- Pitcher
- Born: January 31, 1949 Glendale, California, U.S.
- Died: June 13, 2014 (aged 65) Okeechobee, Florida, U.S.
- Batted: RightThrew: Right

MLB debut
- August 8, 1971, for the Cleveland Indians

Last MLB appearance
- September 28, 1971, for the Cleveland Indians

MLB statistics
- Win–loss record: 1–2
- Earned run average: 4.67
- Strikeouts: 25
- Stats at Baseball Reference

Teams
- Cleveland Indians (1971);

= Mark Ballinger =

American baseball player (1949–2014)

Mark Alan Ballinger (January 31, 1949 – June 13, 2014) was an American Major League Baseball pitcher who appeared in 18 games, all in relief, for the Cleveland Indians. The right-hander stood 6 ft 6 in tall and weighed 205 lb, and entered professional baseball after Cleveland selected him in the second round of the 1967 Major League Baseball draft.
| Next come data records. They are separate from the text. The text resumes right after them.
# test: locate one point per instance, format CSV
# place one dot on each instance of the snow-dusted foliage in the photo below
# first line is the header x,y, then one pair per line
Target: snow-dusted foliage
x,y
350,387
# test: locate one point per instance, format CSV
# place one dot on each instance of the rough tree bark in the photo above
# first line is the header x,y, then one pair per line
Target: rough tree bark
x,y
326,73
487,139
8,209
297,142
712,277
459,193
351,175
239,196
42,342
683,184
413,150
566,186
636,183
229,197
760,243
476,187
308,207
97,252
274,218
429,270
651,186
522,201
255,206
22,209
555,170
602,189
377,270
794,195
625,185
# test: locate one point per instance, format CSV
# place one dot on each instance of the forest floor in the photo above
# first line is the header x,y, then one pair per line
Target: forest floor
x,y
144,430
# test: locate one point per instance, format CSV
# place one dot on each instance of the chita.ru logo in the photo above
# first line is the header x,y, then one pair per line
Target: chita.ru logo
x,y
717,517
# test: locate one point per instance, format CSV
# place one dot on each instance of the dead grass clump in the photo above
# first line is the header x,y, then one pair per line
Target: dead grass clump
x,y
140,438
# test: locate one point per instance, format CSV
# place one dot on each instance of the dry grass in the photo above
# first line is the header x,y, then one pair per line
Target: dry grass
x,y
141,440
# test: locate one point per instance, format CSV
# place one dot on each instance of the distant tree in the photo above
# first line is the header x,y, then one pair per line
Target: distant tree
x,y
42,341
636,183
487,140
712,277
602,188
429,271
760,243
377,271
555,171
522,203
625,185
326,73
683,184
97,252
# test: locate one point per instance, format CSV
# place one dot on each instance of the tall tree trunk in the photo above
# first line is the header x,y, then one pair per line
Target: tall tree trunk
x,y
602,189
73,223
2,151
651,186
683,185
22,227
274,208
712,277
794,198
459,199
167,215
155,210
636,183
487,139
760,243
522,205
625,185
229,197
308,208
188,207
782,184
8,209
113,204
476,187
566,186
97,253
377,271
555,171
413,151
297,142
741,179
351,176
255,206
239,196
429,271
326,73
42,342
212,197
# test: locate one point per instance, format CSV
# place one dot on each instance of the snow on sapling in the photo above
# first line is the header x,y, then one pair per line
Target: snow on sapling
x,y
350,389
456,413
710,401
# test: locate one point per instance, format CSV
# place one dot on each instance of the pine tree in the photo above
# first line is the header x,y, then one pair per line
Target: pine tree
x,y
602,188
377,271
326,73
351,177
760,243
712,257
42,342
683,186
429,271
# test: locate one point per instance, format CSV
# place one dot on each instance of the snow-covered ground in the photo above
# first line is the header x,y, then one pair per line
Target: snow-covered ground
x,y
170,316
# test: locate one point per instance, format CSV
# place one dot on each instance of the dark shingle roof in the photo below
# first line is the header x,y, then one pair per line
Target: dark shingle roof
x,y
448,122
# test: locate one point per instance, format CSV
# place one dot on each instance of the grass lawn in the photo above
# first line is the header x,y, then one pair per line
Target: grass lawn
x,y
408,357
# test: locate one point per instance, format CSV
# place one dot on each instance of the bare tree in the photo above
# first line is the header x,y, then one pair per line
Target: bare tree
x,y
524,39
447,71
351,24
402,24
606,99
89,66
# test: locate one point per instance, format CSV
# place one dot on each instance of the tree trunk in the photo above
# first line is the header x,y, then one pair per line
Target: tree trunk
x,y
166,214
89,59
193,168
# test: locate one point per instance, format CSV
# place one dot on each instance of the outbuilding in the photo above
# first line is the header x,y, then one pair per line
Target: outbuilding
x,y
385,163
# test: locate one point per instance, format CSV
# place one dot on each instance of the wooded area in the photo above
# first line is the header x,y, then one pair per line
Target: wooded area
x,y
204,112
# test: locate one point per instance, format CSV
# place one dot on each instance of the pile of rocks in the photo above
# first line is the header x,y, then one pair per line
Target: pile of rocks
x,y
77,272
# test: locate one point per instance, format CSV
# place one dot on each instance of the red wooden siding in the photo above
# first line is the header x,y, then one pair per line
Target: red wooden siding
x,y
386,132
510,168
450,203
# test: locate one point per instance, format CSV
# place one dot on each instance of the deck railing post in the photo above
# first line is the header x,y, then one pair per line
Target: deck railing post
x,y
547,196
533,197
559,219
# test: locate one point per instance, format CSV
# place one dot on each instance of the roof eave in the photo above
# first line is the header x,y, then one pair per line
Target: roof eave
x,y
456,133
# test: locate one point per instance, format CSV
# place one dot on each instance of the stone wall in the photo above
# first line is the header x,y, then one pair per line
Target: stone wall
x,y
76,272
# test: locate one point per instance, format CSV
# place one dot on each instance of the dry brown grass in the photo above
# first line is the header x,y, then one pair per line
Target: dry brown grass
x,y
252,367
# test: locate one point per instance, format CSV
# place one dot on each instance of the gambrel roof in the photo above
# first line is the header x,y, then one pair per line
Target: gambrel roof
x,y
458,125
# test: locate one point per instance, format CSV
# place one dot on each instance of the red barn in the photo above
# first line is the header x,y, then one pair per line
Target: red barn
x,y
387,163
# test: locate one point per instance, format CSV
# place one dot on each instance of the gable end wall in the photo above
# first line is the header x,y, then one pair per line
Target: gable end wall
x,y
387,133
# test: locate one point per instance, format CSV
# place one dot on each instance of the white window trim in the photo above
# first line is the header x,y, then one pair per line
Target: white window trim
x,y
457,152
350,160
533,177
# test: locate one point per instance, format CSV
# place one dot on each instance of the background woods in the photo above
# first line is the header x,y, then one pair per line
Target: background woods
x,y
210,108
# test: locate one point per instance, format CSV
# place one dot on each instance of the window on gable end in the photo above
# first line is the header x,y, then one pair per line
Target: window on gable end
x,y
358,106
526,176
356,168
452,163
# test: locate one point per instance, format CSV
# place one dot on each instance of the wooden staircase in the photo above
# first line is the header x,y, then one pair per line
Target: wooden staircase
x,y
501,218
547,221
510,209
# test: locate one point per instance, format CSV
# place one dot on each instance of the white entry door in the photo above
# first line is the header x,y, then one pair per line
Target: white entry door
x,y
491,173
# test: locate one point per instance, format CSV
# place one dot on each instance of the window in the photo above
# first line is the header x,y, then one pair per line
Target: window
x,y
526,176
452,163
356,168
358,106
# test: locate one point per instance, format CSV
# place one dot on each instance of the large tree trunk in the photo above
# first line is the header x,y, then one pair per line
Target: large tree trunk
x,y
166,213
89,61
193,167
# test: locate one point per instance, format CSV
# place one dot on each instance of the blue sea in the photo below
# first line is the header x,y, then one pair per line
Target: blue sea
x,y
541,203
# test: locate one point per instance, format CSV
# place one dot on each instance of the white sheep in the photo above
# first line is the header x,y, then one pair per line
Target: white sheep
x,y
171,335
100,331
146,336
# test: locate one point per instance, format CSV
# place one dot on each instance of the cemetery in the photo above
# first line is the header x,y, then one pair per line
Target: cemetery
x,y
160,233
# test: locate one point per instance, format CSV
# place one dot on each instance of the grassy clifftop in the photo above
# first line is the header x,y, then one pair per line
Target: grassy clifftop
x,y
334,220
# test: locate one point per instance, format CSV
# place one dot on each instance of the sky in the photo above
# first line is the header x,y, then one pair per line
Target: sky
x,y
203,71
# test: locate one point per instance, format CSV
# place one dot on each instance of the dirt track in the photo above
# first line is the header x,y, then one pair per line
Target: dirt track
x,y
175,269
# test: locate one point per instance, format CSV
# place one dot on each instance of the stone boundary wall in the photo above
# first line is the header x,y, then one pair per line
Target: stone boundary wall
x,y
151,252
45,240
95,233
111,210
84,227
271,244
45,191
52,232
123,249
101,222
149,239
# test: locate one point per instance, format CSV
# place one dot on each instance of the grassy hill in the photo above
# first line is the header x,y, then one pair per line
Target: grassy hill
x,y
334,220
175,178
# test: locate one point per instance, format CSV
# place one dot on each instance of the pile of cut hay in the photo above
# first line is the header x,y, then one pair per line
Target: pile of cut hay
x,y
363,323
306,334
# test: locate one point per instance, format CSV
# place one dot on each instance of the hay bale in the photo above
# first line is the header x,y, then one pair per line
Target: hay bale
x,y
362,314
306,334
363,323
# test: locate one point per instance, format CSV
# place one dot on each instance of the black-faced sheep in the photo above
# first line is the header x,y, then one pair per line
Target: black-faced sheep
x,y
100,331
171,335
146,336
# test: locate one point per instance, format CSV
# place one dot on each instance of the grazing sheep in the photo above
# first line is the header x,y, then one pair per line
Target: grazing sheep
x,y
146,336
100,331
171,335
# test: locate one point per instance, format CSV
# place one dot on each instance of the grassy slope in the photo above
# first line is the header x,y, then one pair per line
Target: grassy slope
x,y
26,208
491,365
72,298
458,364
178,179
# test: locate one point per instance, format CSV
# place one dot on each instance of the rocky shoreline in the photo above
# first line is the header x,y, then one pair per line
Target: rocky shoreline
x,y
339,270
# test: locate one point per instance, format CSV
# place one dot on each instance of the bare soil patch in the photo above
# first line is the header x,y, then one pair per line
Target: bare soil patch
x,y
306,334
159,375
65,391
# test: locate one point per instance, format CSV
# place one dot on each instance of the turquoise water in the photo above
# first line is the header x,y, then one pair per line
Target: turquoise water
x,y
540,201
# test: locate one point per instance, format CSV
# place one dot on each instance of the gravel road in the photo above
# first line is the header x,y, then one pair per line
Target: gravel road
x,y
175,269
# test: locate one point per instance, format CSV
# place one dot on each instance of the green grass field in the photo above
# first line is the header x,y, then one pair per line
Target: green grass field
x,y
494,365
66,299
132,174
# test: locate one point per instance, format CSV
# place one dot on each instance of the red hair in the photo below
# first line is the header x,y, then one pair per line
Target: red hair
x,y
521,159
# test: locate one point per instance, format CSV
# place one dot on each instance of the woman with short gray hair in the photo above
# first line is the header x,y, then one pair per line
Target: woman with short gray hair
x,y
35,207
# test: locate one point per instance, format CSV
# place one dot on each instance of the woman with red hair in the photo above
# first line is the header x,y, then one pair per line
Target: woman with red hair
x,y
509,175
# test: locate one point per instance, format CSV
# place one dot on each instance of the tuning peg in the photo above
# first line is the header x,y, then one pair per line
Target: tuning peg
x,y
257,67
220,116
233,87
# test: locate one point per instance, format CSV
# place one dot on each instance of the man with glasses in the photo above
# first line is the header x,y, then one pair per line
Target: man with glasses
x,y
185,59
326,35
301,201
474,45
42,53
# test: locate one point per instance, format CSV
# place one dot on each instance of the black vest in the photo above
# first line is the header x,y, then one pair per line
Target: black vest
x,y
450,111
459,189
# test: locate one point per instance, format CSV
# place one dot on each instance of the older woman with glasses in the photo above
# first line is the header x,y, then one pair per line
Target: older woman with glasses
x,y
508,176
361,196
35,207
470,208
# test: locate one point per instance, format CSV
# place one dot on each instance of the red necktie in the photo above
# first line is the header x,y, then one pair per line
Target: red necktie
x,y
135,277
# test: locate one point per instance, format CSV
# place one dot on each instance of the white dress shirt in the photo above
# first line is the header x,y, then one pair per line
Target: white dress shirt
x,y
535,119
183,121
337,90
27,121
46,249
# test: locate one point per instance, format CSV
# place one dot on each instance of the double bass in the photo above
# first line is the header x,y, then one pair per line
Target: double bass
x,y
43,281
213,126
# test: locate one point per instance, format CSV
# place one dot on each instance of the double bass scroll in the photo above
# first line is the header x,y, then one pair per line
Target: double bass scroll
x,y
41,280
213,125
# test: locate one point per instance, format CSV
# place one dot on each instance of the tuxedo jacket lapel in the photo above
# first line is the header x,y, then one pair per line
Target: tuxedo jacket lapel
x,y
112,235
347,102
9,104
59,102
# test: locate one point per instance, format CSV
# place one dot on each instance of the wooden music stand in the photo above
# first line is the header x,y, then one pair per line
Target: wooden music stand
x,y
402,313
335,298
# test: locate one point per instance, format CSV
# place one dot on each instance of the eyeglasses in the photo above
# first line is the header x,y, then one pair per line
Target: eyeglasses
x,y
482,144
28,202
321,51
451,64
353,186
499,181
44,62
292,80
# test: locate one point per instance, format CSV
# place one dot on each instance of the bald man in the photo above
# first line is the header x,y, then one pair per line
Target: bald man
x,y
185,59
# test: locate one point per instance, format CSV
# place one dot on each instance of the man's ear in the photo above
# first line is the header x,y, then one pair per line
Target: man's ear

Over the next five seasons, Ballinger played in the Indians' farm system, gradually moving up the ranks. In 1971, he spent the season with the Jacksonville Suns, and went 5–10 with a 2.91 ERA before being promoted to the major league squad.

Ballinger worked in 34 2/3 innings during his two-month-long MLB career, giving up 30 hits and 13 bases on balls, while striking out 25. He recorded eight games finished, but no saves. Ballinger earned his only victory on August 28, 1971, with a stellar, four-inning relief appearance against the Minnesota Twins at Cleveland Stadium, allowing no hits and only one base on balls (to future Hall of Famer Rod Carew) and striking out three as the Indians rallied to win, 9–8, on a three-run home run by Vada Pinson.

He was demoted after the 1971 season, and spent two more seasons in the minors. After not playing in 1974, he spent the next five years alternating between the Suns and the Omaha Royals. His minor league career lasted all or parts of 12 seasons; he appeared in 260 games and won 54 of 115 decisions.

Ballinger also played winter baseball in the Mexican Pacific League with the Cañeros de Los Mochis and Mayos de Navojoa.